44 at first then as I keep searching it narrows down to one. but poking whatever address is left doesn't change the timer why?
somebody find this one for me. wirid keeps crashing when doing memory dump for pointer search
none of the addresses found with d0230010 don't affect timer when poked.
I can't do this at all nothing works. too many crashes.
you have to keep searching for D0230010, even if the timer goes down.
if you have just one left, poke it at D0630010
that way the timer will stop going down
D0230010 isn't a value but it is an instruction for the wii.
so don't poke it to a another value than D0630010
I do search until one is left but poking at d0630010 doesn't stop the timer at all and I have tried on several levels
what address is it?
wiirid crashed during a search. the search button said stop and never returned to search why?
on level 4 two codes end in search
80102f94 d0230010
801037ec d0230010
does something happen when you poke them at D0630010?
i moved the usb collection from a usb hub to a port on my pc and now I get 345 results over and over and over none disappear why? I thought changing the connection would eliminate the crashes.
nothing happens when I poke the two addresses at d0630010
okay the usb gecko is fine I think running it through the hub was casuing bad data but now any search for d0230010 just gives me 343+ results no matter how many times I search after the timer changes.
Please look for "D0 23 00 10 40 80 00 08" by a binary editor.
The address of the place is a right order if found.
Reference:My BBS
http://bb2.atbb.jp/wiicode/viewtopic.php?t=104 (http://bb2.atbb.jp/wiicode/viewtopic.php?t=104)

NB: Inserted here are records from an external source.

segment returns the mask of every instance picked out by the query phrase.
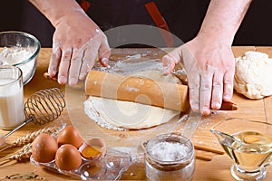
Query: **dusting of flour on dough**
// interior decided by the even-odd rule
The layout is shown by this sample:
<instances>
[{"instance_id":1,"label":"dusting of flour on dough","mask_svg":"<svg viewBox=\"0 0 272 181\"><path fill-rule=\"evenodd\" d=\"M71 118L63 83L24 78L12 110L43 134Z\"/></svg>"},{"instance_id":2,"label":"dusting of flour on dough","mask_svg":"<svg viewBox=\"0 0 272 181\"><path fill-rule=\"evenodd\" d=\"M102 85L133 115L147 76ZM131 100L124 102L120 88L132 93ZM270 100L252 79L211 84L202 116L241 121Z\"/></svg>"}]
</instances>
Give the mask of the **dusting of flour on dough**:
<instances>
[{"instance_id":1,"label":"dusting of flour on dough","mask_svg":"<svg viewBox=\"0 0 272 181\"><path fill-rule=\"evenodd\" d=\"M259 52L236 58L234 89L249 99L272 95L272 59Z\"/></svg>"}]
</instances>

display 00010203 04050607 08090a0b 0c0d0e0f
8007ed80 d0230010 40800008 d00301dc 806db720
disassembler
8007bd82 d0230010 stfs f1,16(r3)
That's it just how do you write the gecko code so others can use it?
it would be:
0407bd82 D0630010
8007bd82 d0230010 ? ? ?
Will not it be 8007bd80 d0230010?
TIME STOP
0407bd80 D0630010
Quote from: ZiT on November 30, 2008, 03:30:18 AM
8007bd82 d0230010 ? ? ?
Will not it be 8007bd80 d0230010?
TIME STOP
0407bd80 D0630010
oh, yeah. I didn't notice.
I just copied it from bradhig's post.
I am working on inf health so you don't take damage when black elebits hit you. Looks like another ASM code normal searches aren't finding it.